Congenital Talipes Equino Varus (C.T.E.V)


Many people who read this post may have ever seen that picture. However, do you know what's the name of  that abnormality? yes that is called C.T.E.V (Congenital Talipes Equino Varus) or clobfoot.
Congenital Talipes Equino Varus is congenital defects which marked by combination of abnormality consisting of: forefoot adduction and supination through midtarsal joints, Varus heel through subtalar joint and equinus beyond ankle and foot is deviated to medial if viewed from knee joint.
So what are causes of C.T.E.V? there are many theories, etc: genetic, mechanical, cessation of fetal growth, displasia of muscles causes muscle imbalance, primary defects of talus (caput and column talus deviation to medial and plantar, and the last is rotation of calcaneus to medial at subtalar.

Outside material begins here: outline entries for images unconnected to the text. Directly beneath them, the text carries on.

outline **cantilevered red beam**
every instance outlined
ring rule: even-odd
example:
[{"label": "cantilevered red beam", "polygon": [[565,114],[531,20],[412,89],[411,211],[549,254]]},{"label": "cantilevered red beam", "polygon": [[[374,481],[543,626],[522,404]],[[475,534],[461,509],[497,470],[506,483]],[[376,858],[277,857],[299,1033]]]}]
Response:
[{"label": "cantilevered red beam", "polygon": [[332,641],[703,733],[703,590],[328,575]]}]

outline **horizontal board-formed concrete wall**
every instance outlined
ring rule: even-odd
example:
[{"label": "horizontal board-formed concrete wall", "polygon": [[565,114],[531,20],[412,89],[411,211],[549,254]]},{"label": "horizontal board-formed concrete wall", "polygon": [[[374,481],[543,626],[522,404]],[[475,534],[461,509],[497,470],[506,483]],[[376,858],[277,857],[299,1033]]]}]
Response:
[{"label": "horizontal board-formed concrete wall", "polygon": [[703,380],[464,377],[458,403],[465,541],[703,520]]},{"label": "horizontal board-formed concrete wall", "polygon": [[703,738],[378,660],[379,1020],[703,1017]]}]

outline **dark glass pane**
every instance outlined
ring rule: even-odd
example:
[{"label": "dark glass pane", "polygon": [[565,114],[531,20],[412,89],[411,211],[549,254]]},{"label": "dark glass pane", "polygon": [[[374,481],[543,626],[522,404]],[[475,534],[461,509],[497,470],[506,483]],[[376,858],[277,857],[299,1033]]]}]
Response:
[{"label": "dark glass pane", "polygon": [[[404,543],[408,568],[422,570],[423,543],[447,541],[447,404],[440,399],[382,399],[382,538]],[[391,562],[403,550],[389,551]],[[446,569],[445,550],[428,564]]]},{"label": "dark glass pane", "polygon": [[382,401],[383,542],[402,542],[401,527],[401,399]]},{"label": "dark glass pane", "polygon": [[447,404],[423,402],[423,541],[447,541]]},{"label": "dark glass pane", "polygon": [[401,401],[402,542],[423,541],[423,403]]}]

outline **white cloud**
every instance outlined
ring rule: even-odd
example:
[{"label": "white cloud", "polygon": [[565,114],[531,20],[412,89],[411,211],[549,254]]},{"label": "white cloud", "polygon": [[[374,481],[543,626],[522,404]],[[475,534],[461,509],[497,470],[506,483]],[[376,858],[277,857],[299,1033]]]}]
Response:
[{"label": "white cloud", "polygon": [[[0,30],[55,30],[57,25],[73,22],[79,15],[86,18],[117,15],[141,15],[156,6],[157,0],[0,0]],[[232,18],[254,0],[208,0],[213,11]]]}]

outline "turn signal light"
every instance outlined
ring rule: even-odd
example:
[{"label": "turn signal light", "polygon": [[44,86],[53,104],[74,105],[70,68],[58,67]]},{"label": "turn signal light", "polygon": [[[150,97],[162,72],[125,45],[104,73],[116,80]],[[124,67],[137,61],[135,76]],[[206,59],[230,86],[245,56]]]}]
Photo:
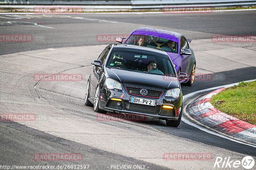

What are symptoms and signs of C.T.E.V?
  1. smaller calves,
  2. frequent rotation of the medial leg,
  3. equinus at the ankle,
  4. location of high heels, sometimes smaller,
  5. varus at the subtalar
  6. adduction and varus at the midtarsal and "forefoot"
In naeonatus (age 24 hours), the diagnosis must be determined whether the physiological shape of the foot (because the current position in the uterus); tests on ankle dorsiflexion, if my toes could touch the tibia crest, this is not CTEV.
Children running slow, if it is running, the form of equinus varus foot, callocity on the lateral or lateral front of the foot.

In neonatus, the diagnosis must be determined whether the physiological shape of the foot (because the current position in the uterus); tests on ankle dorsiflexion, if my toes could touch the tibia crest, this is not CTEV
Children running slow, if it is running, the form of equinus varus foot, callocity on the lateral or lateral front of the foot.

How to treatment of C.T.E.V?
the medical therapy for C.T.E.V are two kinds, they are conservative and surgical treatment. Medical therapy as early as possible, golden periode is 24 hours. if delayed will make therapy is complicated.

1. Conservative
a. manipulation correction, systematically, use Gips (plaster/cast), step by step, without anesthesia
b. Adduction and varus are must be corrected first then equinus
c. PLASTER installation until the above knee, knee flexion of 90 degrees
d. duration of plaster is step by step, until stable.

2. Surgical
indications:
a. Recurrance C.T.E.V
b. failed conservative in 3 months
c. late C.T.E.V

The operative procedure includes:
(1) Z-lengthening of the heel cord with release of the medial fibers distally;
(2) capsulorrhaphy of the tibiotalar and fibulotalar joints complete;
(3) capsulorrhaphy of the deltoid ligament and plantar calcaneonavicular ligament maintaining a small tongue of capsule attached to the tibia;
(4) capsulorrhaphy of the talonavicular ligaments:
(5) capsulorrhaphy of the anterior tibiotalar ligament from medial to lateral malleolus. (The talocalcaneal ligament and the posterior compartment to the foot should be avoided.)
(6) The talus is then rotated laterally in the ankle mortise and the calcaneus with it. If derotation is not complete and if the scaphoid does not glide readily to the lateral side, a second incision is made laterally, opening the calcaneocuboid joint and the cuboid metatarsal joints. The sinus tarsi is entered and the lateral talonavicular and calcaneonavicular ligaments are released, as are the tibulotalar ligaments laterally. This procedure usually allows full external rotation of the talus and the calcaneus as a unit and reestablishes the lateral border of the foot - the calcaneocuboid angle being changed from convex to neutral. The relationship between the talus and the calcaneus is reestablished and the foot is then lined up with the fibula and medial malleolus.
(7) The anterior tibial tendon is detached from the first metatarsal on the medial side and transferred to the dorsum of the first metatarsal where it is reinserted into soft tissue and periosteum in the infant, or into a hole in the first cuneiform in the older patient.